In the end, Forster and the club would reach an amicable agreement that would see the two parties go their separate ways for 2019, despite the young coach having a year to run on his contract.
Forster would instead move up a division and continue his career as a player coach with Rochdale, where another mammoth challenge would await.
Just two victories in 12 games, including just one win in the league, hammered home the size of the task at Spotland.
“We couldn’t recruit like other Championship clubs due to our financial restrictions, but I thought we got a decent team on the field.
“We had a few issues, but it was just something that didn’t work out. However, I do believe that given time, and with what we were working on behind closed doors as a playing group, we had enough to turn it around.

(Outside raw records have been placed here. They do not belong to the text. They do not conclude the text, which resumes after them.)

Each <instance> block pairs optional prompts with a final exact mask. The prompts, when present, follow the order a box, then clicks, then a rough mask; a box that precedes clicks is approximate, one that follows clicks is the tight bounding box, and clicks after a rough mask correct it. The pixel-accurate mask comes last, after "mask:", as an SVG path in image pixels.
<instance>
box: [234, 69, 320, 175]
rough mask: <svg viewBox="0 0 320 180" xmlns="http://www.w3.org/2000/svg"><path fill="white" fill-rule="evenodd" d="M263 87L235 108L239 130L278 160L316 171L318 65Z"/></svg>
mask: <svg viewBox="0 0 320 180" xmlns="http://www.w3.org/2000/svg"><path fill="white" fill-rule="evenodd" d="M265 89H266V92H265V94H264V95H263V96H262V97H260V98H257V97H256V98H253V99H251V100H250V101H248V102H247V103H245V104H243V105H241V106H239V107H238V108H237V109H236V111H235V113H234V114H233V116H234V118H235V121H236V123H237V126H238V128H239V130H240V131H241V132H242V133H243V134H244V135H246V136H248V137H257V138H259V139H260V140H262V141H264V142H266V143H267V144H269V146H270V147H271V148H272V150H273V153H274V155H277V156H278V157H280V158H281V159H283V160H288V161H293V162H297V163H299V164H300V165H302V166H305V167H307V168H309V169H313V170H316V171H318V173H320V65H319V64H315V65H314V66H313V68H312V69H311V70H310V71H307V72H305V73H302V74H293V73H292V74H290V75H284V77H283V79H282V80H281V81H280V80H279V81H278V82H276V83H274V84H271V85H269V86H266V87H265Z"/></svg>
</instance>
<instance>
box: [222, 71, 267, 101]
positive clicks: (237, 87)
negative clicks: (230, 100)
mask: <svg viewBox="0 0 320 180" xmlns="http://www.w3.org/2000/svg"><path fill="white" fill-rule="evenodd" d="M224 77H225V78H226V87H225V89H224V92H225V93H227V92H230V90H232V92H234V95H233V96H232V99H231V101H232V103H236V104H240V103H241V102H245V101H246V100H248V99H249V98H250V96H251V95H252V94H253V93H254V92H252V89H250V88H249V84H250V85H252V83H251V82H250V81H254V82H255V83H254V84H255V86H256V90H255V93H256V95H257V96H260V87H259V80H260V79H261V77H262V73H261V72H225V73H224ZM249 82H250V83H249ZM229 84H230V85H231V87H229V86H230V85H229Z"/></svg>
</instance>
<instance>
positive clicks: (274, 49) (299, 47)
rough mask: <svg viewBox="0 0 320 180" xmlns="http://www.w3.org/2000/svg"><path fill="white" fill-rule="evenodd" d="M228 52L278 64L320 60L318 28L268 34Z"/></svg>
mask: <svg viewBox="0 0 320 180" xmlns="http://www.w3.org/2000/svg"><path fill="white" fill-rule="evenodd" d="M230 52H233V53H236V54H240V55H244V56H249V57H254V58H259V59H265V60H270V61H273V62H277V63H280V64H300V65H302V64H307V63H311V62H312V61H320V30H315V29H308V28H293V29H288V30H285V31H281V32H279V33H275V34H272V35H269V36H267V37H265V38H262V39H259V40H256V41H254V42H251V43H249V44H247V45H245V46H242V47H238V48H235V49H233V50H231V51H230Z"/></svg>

“But in sport I suppose you don’t get that time anymore.”
Two weeks later, Forster had gone full circle and was back at ‘Haven, although he wasn’t short of options elsewhere in the third tier.

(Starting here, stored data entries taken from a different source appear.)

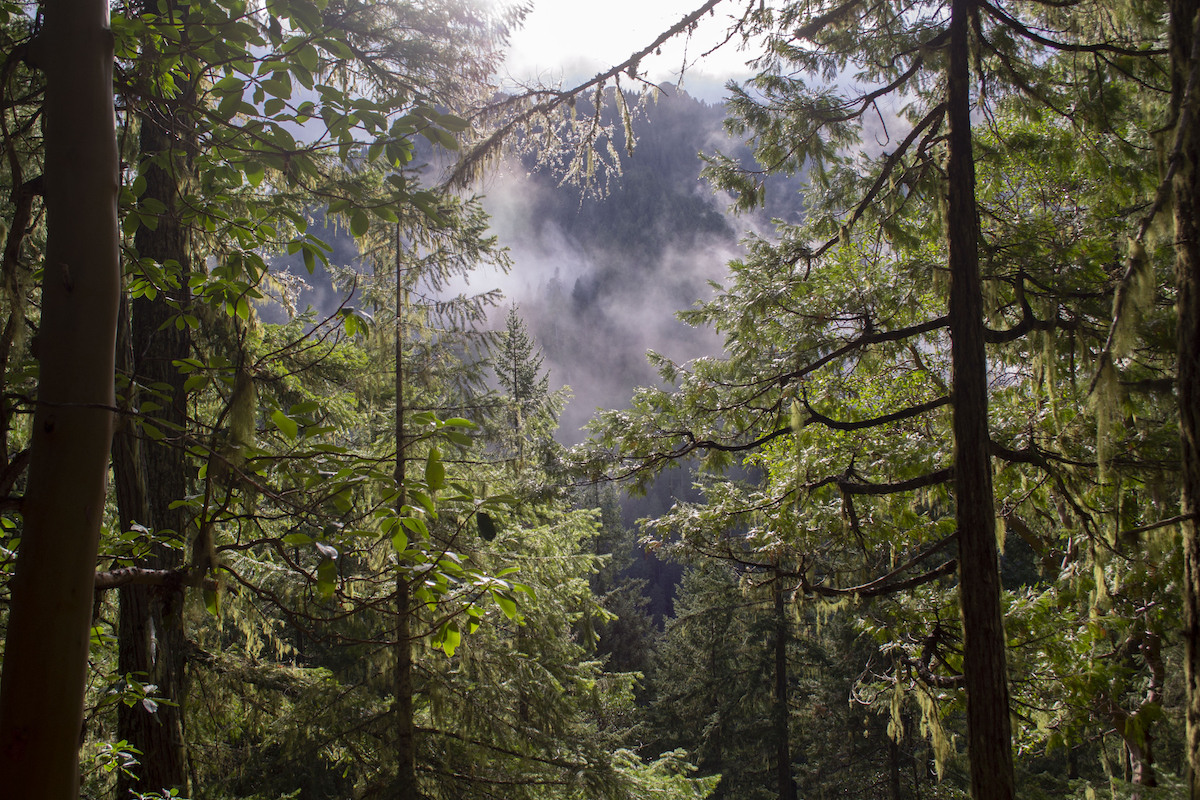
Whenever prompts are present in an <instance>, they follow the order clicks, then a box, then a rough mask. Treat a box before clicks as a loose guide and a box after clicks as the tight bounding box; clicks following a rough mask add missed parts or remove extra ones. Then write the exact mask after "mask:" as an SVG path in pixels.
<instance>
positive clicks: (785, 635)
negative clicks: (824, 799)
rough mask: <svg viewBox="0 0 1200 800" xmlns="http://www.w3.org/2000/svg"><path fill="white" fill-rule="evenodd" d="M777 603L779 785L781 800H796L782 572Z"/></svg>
mask: <svg viewBox="0 0 1200 800" xmlns="http://www.w3.org/2000/svg"><path fill="white" fill-rule="evenodd" d="M772 593H773V595H774V600H775V708H774V709H773V715H772V716H773V717H774V718H773V722H774V727H775V783H776V788H778V792H779V800H796V781H794V780H793V778H792V748H791V741H790V739H791V736H790V729H788V724H787V720H788V710H787V609H786V608H785V607H784V587H782V577H781V576H780V570H779V569H778V567H776V570H775V581H774V583H773V584H772Z"/></svg>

He revealed: “I spoke to the majority of League 1 clubs.
“But I’d had a tough few months and I just wanted to get back to enjoying my rugby, and I knew that would happy at the Rec.
“I always hated the fact I never left the club on my own terms, and I didn’t want to leave at the end of 2018, so that was something that always got to me.
“The chance to come back and get the club back to where it was when I first pulled the shirt on was something I was keen to do, as well as eventually being able to leave the club on my own terms.”
Forster’s return would be a happy one and 2017 ended with a return to the Championship and the club lifting only the second major trophy in its history.
And though he insists the move to ‘Haven was only ever intended to be short-term, he admits that some doubt lingered.
“In my own head I was always going to leave.
“It was always a short-term thing but, as we were winning games and the enjoyment of rugby was coming back, I did feel myself questioning my decision.
“It was hard to walk away after being a part of what was happening and the feel-good factor around the club, but I had to trust my original decision and move on.”
Forster will remain in Cumbria for 2020 after agreeing to join Barrow, who effectively swap places with ‘Haven for this year.
“I have cut my travelling down at least two hours each training session and I already knew a few lads there that spoke really highly of the club.
“I’ve much respect for Cresta [Paul Crarey], we had some good battles as coaches and I’m hoping to learn from him.
“I won’t lie, I really miss the coaching, but I’ve grown to accept that I’m just part of the playing group.
“I need to keep learning from different people and hopefully in the future I can use for my benefit.”
And though he has already experienced no shortage of adversity as a player and a coach, Forster admits that 2020 could represent his toughest challenge to date.
“I do believe the league will be a lot stronger this year.
“A lot of teams have invested well, Newcastle look really strong and Doncaster have pulled off some real impressive signings, so it’s going to be an interesting year.
“But our aim should be to be right up there and hopefully that’s exactly where we’ll be.”